L’électro victime de son succès à la Fête de l’Huma

par Nicolas Bresson

On a profité d’une météo en mode « été indien » pour faire un tour à la Fête de l’Humanité. Une véritable institution, bientôt nonagénaire, qui au-delà de son aspect politique et militant laisse une large place à la musique. Si les grands concerts de rock, rap et chanson se sont déroulés sans anicroches, la scène électronique nocturne s’est avérée beaucoup plus chaotique.

Ne perdons pas de vue que la Fête de l’Humanité reste avant tout un événement éminemment politique. Là où se réunissent toutes les sensibilités – ou presque – de la gauche française pour débattre, s’informer, se rencontrer ou préparer la « rentrée sociale ». C’est aussi une fête de soutien à un journal, L’Humanité, plus que jamais nécessaire en ces temps si difficiles pour la presse papier. Ce n’est pas un festival à proprement parler même si, bien sûr, une partie importante du public vient avant tout pour profiter des concerts, de l’ambiance, le tout pour un prix très modique – 26 euros en prévente militante pour trois jours, imbattable. Quand la nuit tombe, que les têtes d’affiche se produisent sur les grandes scènes, que de nombreux stands plus modestes proposent aussi leur programmation – du DJ le plus mainstream dans sa sélection au petit groupe le plus obscur – que des types se baladent avec leur tente sur le dos… Cela nous rappelle bien sûr des festivals géants et éclectiques, comme le Sziget de Budapest pour n’en citer qu’un. Il y a aussi de beaux moments de grâce sur la grande scène. NTM, après avoir interprété tous leurs classiques et très heureux de jouer « à domicile » sont rejoints par Fianso pour le nouveau titre « Sur le drapeau ». Celui du 9-3 évidemment, qui flotte dans les airs porté à bout de bras par des proches du rappeur du Blanc-Mesnil. Le morceau est entonné à deux reprises et filmé, sans doute pour un clip à venir. Les Toulousains Bigflo et Oli ont aussi immortalisé une scène qui a fait le tour des réseaux sociaux, demandant à leurs nombreux fans – le lieu  principal peut contenir plus de 80 000 personnes – de tous dégainer leur smartphones allumés en même temps. On a aussi été ému de retrouver Catherine Ringer, concluant sa prestation avec l’inoubliable « Marcia Baila », l’un des tubes les plus beaux et les plus étranges des années 80. Niveau rock nous étions aussi bien rassasiés, avec celui bien énervé des Français No One Is Innoncent – « La Peau » –  et celui plus pop et dansant des Britanniques Franz Ferdinand – « Take Me Out » et tant d’autres. On était enfin curieux de découvrir le nouvel espace Humacumba, qui devait nous permettre de passer la nuit sur place avec quelques pointures de l’électro. En théorie…
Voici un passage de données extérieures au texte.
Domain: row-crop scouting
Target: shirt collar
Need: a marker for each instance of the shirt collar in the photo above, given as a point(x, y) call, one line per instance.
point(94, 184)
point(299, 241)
Techno, jeux de lumières et happy people… tout avait bien commencé à l’Humacumba

Une fois le concert de Franz Ferdinand terminé, on se dirige donc vers cette grande tente située à une extrémité de la Fête, près de l’une des sorties. « On a installé la scène nocturne làpour qu’il y ait le moins de nuisances sonores possible, nous explique à postériori Benjamin König du crew Pardonnez-Nous qui s’est occupé de la programmation de l’Humacumba. Il faut savoir que de nombreux militants, dont certains viennent de très loin et tiennent les stands toute la journée, dorment sur place. Il y a aussi des riverains. Du coup on ne peut pas faire de scène en plein air la nuit ». Pardonnez-Nous est l’un de ces collectifs parisiens ayant renouvelé la nuit parisienne des années 2010, en proposant des événements alternatifs sans véritables considérations mercantiles, surtout pour le plaisir de la musique et de la fête. Benjamin est aussi journaliste à l’Humanité dans la vie de tous les jours… La connexion s’est faite naturellement. La veille, le duo Acid Arab avait été convié et devait faire un set spécial dédié au regretté Rachid Taha. Mais – petits joueurs après le concert de NTM –  on avait préféré tout miser sur le samedi. Dans la queue pour accéder à notre Graal nocturne on nous rassure : « Vous avez bien fait de venir tôt car hier soir c’était le bordel. A partir d’un moment la sécurité a interdit aux gens d’accéder au chapiteau car il y avait trop de monde qui voulait venir. Ils ont coupé le son pendant plus d’une heure le temps que ça se calme ».  Ok. On est samedi, il y a plus de monde sur la Fête que la veille et la tête d’affiche est Manu le Malin.  Mais on a réussi à rentrer, c’est déjà ça. Les DJs de Pardonnez-Nous nous font plaisir en jouant un remix du « What Time Is Love » de KLF, puis leur set devient plus musclé en prévision de celui Manu. Il y a bien quelques coupures de la sono pendant deux minutes, mais on se dit que ça doit venir du groupe électrogène trop sollicité, un classique. Et puis, dix minutes avant l’arrivée du vétéran hardcore français, patatras : la musique est coupée. Définitivement, mais on ne le sait pas encore.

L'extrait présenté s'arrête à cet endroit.